Books Are Seldom Made of Lettuce

I’m glad for a lot of reasons that I lived in Japan in the early ’90s and not later. One reason: pre-Google and (more importantly) pre-Google Maps, you navigated by own wits, aided by not-always-detailed paper maps, wayfaring signs in Japanese and sometimes English, directions from other foreigners – part of the mass of gaijin lore we all tapped into – and helpful Osakans.

It was doable. One time I bought a used bicycle from a colleague who lived in a fairly far corner of metro Osaka, far from me anyway, on the condition that I come take it away. Meaning about a 20-mile ride through the heart of greater Osaka, a ride I broke into two segments by locking the bike after the first day’s pedaling at a subway station and going home that way. Good thing Japanese streets are more or less suitable for bicycling, but less so for wayfinding, since the urban texture tended to be a rinse-and-repeat cycle of narrows streets, concrete apartment blocks, and small shops shoehorned into even narrower lanes.

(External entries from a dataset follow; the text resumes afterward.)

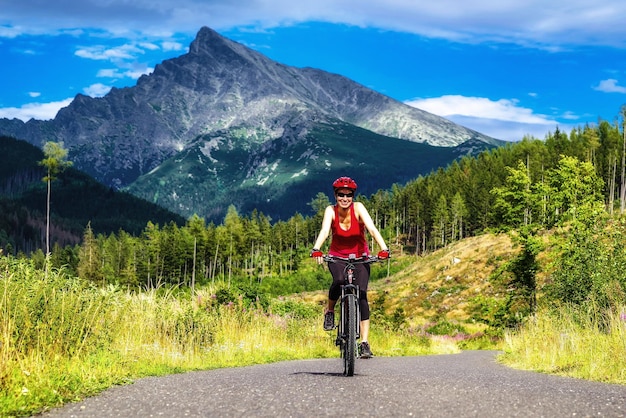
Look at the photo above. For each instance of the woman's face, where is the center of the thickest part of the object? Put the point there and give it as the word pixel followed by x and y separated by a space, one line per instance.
pixel 344 197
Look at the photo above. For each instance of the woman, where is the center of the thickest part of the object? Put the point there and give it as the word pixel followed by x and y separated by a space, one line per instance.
pixel 347 220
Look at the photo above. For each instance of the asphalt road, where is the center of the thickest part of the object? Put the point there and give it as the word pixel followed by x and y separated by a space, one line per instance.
pixel 470 384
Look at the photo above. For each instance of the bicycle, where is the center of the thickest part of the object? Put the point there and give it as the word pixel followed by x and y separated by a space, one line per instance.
pixel 348 329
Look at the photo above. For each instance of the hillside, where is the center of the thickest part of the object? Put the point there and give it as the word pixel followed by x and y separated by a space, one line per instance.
pixel 224 120
pixel 446 286
pixel 76 201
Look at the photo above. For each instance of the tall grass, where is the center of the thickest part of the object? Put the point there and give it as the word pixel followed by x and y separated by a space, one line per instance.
pixel 63 339
pixel 588 344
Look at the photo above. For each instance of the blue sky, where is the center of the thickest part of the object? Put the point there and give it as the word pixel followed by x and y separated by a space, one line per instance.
pixel 504 68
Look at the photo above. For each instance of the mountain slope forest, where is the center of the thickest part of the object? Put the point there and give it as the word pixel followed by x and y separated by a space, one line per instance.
pixel 223 124
pixel 532 230
pixel 77 200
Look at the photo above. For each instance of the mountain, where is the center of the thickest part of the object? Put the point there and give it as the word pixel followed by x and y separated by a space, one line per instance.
pixel 225 123
pixel 77 200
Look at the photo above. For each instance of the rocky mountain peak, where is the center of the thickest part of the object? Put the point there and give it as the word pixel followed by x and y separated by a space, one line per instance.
pixel 224 100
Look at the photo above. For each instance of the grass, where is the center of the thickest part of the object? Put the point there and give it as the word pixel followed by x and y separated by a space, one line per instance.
pixel 63 339
pixel 571 343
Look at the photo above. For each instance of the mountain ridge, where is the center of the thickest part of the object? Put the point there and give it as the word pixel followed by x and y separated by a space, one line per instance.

Six- or eight-lane boulevards crisscrossed the region, and so did small and larger rivers. One time a helpful Osakan directed me to an elevator door tucked away in a grey wall of odd shapes and angles – a door that had been accidentally camouflaged by its utilitarian surroundings. The unmarked elevator took pedestrians and bicyclists down to the entrance of a spare, well-lit underground tunnel under a major river at a spot that had no bridge.

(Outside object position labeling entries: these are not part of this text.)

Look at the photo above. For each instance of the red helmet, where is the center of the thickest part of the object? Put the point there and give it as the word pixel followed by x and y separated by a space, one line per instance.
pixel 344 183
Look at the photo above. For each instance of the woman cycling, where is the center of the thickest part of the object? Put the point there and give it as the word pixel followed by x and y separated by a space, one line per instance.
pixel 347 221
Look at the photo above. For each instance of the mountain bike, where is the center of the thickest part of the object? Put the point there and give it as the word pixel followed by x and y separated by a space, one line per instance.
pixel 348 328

But I need to say that the rinse-and-repeat was only superficial. Like other places, most other places I’d say, with a little time and observation, details come into focus. In the case of Osaka, a shrine tucked into wall or a weedy embankment near a canalized creek that was home to a couple of gnarled, flowering trees, or sometime as incongruous as a speedboat parked in a spot for a car. Or an unusual handmade retail sign, clearly made by pop for the front of a mom-and-pop (or maybe by mom, who wouldn’t be accorded credit for it, and maybe not inclined to take credit).

There’s a Flickr collection, or even a coffee table book, in the unlimited variety of limited-edition retail signs, handmade or made by advertisers. A worldwide selection. They’re more sporadic in the Chicago suburbs, generally clustering on main shopping streets – of which there are a fair number, tucked away and locally focused. So far this summer we’ve made our way to a handful of suburban shopping streets.

Starting with the imprimatur of Tito, Alamo Heights High School Class of ’79.

Straightforward, gets the signing job done.

For those who aren’t into that whole neurotoxin thing.

“We need something out there now, we’re about to open.”

How could this not be a favorite?

True, not brown and soggy. Brown and crumbly, with enough time.